Purpose: CRVO Patients with macular edema completing the 1-year prospective CoRaLa trial evaluating the effect of combination of intravitreal ranibizumab injections with laser photocoagulation of peripheral non-perfused retina were followed for additional 12 months.

Methods: In the CoRaLa trial (Combination of Ranibizumab and Laser) 22 patients were randomized. The experimental arm (n=10) was treated with ranibizumab and additional laser photocoagulation; the control arm (n=12) received ranibizumab only. Due to small sample size the 1-year results (end of study) showed obvious but non-significant differences in the gain of 14.1 ETDRS letters in the laser arm compared with 8.0 letters in the control arm. We followed the patients over further 12 months after completing the study and evaluated the changes in the best corrected visual acuity and central retinal thickness (CRT). The medians of the group differences from these retrospective analyses were evaluated. Further, the need of further treatment, and the proportion of subjects developing the neovascularizations were evaluated.

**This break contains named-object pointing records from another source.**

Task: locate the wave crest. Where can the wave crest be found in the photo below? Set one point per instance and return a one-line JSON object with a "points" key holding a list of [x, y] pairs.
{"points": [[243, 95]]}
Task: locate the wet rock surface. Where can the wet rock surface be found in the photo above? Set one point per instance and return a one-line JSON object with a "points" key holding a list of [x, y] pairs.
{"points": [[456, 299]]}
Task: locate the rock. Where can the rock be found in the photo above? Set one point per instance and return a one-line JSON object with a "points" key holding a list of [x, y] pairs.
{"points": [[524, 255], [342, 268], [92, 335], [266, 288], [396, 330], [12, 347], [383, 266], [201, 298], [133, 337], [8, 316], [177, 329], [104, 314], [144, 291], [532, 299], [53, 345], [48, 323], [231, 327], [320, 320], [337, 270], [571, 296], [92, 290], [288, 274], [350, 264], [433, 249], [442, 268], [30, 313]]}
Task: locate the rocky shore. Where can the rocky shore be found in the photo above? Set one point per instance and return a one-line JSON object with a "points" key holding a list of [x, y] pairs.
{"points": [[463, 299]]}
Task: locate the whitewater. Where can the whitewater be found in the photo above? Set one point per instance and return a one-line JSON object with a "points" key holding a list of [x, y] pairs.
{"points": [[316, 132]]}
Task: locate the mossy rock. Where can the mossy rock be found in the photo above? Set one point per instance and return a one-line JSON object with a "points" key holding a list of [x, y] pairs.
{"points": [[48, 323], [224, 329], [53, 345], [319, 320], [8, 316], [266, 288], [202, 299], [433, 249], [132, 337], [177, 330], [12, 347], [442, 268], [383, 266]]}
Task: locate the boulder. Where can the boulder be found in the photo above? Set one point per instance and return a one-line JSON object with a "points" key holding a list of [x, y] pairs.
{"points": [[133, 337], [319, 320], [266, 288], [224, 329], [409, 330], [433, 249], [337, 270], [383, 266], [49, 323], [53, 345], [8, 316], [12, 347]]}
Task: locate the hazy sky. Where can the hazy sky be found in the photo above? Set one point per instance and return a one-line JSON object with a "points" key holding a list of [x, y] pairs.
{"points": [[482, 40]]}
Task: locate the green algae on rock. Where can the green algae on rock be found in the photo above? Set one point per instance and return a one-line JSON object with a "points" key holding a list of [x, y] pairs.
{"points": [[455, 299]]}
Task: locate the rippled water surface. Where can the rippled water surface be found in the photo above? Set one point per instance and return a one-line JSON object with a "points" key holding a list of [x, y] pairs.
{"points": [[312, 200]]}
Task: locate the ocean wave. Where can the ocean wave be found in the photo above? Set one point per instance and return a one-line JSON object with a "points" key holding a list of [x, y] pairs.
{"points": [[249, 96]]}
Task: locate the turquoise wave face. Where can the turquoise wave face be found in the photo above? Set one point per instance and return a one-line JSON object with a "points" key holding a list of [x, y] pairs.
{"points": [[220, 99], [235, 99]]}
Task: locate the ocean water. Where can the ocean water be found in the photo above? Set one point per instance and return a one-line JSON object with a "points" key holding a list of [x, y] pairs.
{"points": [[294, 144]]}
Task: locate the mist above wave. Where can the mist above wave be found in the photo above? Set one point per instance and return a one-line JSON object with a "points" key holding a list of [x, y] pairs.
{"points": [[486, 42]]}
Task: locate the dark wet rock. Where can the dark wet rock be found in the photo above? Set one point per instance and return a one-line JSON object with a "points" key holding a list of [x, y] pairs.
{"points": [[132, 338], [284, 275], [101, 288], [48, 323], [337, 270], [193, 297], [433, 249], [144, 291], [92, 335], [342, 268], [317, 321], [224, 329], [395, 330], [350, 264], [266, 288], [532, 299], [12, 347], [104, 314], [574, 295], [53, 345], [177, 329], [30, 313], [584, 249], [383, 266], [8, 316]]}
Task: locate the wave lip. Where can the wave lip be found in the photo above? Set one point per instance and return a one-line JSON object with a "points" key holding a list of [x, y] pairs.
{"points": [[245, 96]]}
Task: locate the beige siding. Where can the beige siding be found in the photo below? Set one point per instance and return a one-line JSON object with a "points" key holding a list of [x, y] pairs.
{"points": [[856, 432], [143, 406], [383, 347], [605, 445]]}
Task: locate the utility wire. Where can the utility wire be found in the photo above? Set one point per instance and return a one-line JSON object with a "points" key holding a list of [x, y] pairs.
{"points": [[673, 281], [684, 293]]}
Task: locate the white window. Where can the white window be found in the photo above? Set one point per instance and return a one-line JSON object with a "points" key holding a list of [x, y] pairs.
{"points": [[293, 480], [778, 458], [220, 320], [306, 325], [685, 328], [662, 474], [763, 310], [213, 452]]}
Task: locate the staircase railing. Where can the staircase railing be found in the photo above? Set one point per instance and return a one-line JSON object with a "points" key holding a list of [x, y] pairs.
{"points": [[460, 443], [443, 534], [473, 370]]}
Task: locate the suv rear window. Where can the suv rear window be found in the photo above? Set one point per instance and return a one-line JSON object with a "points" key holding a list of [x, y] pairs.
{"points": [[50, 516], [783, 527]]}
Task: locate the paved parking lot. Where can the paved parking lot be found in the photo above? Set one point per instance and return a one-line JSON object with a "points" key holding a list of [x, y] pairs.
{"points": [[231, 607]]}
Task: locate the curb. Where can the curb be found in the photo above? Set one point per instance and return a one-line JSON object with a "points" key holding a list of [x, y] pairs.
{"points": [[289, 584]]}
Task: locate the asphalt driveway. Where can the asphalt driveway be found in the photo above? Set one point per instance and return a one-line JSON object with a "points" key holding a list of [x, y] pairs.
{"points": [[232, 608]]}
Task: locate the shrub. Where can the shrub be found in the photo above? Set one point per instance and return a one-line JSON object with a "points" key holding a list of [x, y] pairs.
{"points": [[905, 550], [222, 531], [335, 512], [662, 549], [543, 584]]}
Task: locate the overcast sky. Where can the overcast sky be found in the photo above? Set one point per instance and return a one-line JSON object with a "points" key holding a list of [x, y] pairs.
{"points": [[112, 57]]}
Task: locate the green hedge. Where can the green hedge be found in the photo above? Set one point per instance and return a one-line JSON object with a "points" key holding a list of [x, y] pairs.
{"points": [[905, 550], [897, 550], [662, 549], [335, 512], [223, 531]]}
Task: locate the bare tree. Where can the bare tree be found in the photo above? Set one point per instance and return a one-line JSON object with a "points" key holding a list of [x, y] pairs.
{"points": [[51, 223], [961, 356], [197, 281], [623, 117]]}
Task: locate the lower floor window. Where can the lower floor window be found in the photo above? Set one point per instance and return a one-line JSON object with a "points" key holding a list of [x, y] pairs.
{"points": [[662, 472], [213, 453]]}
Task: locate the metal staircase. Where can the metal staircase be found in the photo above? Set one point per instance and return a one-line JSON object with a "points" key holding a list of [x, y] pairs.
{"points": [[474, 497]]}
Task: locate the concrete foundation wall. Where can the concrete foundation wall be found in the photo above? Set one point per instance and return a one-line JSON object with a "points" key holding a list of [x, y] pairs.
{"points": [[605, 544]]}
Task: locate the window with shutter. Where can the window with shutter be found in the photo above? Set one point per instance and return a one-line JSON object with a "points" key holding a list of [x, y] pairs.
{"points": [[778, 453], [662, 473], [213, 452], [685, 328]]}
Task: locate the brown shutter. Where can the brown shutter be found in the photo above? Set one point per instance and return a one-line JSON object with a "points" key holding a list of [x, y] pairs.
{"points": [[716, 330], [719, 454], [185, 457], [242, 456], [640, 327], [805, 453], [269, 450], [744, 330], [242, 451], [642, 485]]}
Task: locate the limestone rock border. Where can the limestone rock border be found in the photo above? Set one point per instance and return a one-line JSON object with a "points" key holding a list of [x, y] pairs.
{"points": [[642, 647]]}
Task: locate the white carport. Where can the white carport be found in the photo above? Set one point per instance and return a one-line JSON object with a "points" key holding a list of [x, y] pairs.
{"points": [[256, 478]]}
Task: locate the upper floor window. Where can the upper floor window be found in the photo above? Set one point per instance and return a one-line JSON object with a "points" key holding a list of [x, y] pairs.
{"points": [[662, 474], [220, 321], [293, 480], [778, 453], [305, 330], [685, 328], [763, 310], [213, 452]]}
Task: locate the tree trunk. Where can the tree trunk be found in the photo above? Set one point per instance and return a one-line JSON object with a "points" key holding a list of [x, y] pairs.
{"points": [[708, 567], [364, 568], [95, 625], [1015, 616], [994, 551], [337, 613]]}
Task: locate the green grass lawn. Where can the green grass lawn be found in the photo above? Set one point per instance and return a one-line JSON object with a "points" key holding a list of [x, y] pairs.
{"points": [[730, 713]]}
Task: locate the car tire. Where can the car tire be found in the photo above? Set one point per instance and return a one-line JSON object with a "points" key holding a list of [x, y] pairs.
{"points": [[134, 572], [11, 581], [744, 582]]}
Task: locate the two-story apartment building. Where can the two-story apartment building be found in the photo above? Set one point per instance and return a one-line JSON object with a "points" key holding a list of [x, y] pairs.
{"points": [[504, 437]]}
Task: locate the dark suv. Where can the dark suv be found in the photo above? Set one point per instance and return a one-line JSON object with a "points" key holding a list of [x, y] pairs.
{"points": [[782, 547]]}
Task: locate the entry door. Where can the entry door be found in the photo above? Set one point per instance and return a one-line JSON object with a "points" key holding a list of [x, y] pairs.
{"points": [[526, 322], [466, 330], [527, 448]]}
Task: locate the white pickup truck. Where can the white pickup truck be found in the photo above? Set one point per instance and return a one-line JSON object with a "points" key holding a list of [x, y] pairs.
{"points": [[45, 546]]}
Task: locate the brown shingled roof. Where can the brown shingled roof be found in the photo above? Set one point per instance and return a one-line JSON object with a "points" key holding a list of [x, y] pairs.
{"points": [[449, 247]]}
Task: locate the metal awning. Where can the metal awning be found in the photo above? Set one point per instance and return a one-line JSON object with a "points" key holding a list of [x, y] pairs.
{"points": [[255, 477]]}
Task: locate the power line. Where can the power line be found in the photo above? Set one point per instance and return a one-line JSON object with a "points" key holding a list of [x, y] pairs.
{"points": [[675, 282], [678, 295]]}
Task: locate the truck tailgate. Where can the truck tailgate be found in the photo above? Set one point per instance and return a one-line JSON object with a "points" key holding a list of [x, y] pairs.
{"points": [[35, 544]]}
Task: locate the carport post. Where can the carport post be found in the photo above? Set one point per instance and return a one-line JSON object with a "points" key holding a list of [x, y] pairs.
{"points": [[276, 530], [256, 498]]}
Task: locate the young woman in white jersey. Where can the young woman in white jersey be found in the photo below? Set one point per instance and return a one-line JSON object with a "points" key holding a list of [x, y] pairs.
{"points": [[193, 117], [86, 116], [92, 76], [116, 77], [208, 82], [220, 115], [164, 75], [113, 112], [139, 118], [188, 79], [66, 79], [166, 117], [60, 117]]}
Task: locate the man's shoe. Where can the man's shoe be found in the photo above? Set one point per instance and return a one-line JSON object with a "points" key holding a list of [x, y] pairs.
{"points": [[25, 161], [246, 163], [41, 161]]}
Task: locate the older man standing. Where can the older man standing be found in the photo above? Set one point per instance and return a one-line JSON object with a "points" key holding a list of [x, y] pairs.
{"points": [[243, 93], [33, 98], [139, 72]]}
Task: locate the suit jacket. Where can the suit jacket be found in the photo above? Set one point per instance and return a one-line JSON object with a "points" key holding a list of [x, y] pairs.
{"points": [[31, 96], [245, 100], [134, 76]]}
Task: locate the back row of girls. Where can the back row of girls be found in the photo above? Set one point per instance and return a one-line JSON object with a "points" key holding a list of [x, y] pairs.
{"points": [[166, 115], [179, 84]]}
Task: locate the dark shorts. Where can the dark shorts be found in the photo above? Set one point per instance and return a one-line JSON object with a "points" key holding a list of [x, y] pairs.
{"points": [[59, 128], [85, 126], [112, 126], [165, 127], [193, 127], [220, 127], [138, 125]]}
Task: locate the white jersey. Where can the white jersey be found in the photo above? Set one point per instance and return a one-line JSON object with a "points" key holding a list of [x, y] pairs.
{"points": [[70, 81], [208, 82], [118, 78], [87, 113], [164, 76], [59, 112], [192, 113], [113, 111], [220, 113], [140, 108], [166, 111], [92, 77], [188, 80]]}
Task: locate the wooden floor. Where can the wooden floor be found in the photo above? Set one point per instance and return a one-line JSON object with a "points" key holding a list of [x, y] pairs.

Results: Patients treated with ranibizumab and laser gained between baseline and month 24 in median 13.3±4.7 ETDRS letters. The gain in control arm was 6.1±9.7 ETDRS letters. The median of CRT-reduction was on month 24 in the laser group 328±131.4 µm and in the control arm 397±214 µm. During the second year (follow-up period) 7 (70%) of laser treated patients did not required any further treatment compared with 4 (33%) patients in the control group. In patients with need for retreatment in mean 1.6 ranibizumab injections in the laser arm, and 3.6 Injection in the control arm were applicated. In 5 patients from control group and 1 in laser arm the dexamethason implant was additionally given. No patient in the laser group and 2 patients in the control arm developed neovascularizations of retina requiring the rescue scatter laser treatment.

Conclusions: The selective laser photocoagulation of peripheral areas of non-perfusion seems to lead to sustain reduction of macular edema with additional visual improvement and reduction of the need for retreatment in the second year of ranibizumab therapy in CRVO. Further larger trial is needed to confirm these results of this pilot study.